Simulating the Short Dipole

As previously discussed, the radiation pattern of a short dipole approaches that of a Hertzian dipole as its length tends to zero. As the dipole becomes electrically longer, i.e. its physical length increases relative to the wavelength, deviations from the ideal pattern begin to emerge. One way to quantify this behavior is by observing changes in the directivity.

To explore this, let us simulate a short dipole in AN-SOF. A step-by-step guide for modeling and simulating a cylindrical antenna is provided in the article Modeling a Center-Fed Cylindrical Antenna with AN-SOF, which we recommend reviewing beforehand.

When working with antennas in terms of wavelength, it is convenient to choose a simulation frequency of 300 MHz, for which the wavelength is approximately 1 meter (more precisely, 0.999 m to three significant digits). This makes it easy to scale physical dimensions relative to the wavelength, for example, 1 meter corresponds to 1λ, and 0.01 meters corresponds to 0.01λ.

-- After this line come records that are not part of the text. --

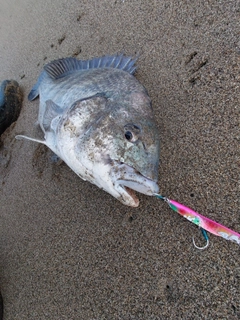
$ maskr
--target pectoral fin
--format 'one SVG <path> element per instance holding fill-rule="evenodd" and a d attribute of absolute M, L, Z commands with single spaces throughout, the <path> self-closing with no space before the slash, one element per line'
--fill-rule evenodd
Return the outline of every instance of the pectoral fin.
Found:
<path fill-rule="evenodd" d="M 56 126 L 56 121 L 52 122 L 53 119 L 59 118 L 62 115 L 63 110 L 57 104 L 55 104 L 52 100 L 46 101 L 46 109 L 43 115 L 43 123 L 42 126 L 45 131 L 50 131 L 51 127 L 54 130 Z"/>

We begin by setting the frequency to 300 MHz, and then draw a dipole of length 0.01λ in free space. The conductor radius is set to 10⁻⁴λ (or 0.1 mm), making it very thin to minimize any thickness-related effects. Figure 2 summarizes the basic setup: drawing the dipole, dividing it into 3 segments, placing a source at the center, running the simulation, and viewing the results. As expected, the directivity shown in the Results tab is 1.76 dBi (to three significant figures), consistent with the theoretical value. Figure 3 shows the normalized radiation pattern, which exhibits the characteristic donut-shaped distribution of a Hertzian dipole.

To explore how the dipole behavior changes with electrical length, we can increase the frequency instead of the physical length. As frequency increases, the wavelength shortens, making the dipole electrically longer. For instance, performing a frequency sweep from 300 MHz to 3000 MHz results in a 10× frequency increase. At 3000 MHz, the same dipole becomes 0.1λ long, and the simulated directivity increases to 1.78 dBi.

AN-SOF also allows us to plot directivity as a function of frequency, as shown in Figure 4. The resulting upward trend illustrates the departure of the short dipole from the ideal Hertzian behavior. As the dipole becomes longer, the effect becomes more pronounced. However, we should avoid going much beyond 0.1λ in length, since at that point the dipole is no longer considered “short,” and the theoretical assumptions we used so far break down.

In particular, the current distribution begins to deviate from a triangular shape, and phase variations along the dipole length must be taken into account. A more accurate treatment of such cases will be presented in the chapter on linear antennas of arbitrary length.

Exercise:

We leave it as an exercise for the reader to increase the number of segments of the dipole and verify that the current distribution takes a triangular shape.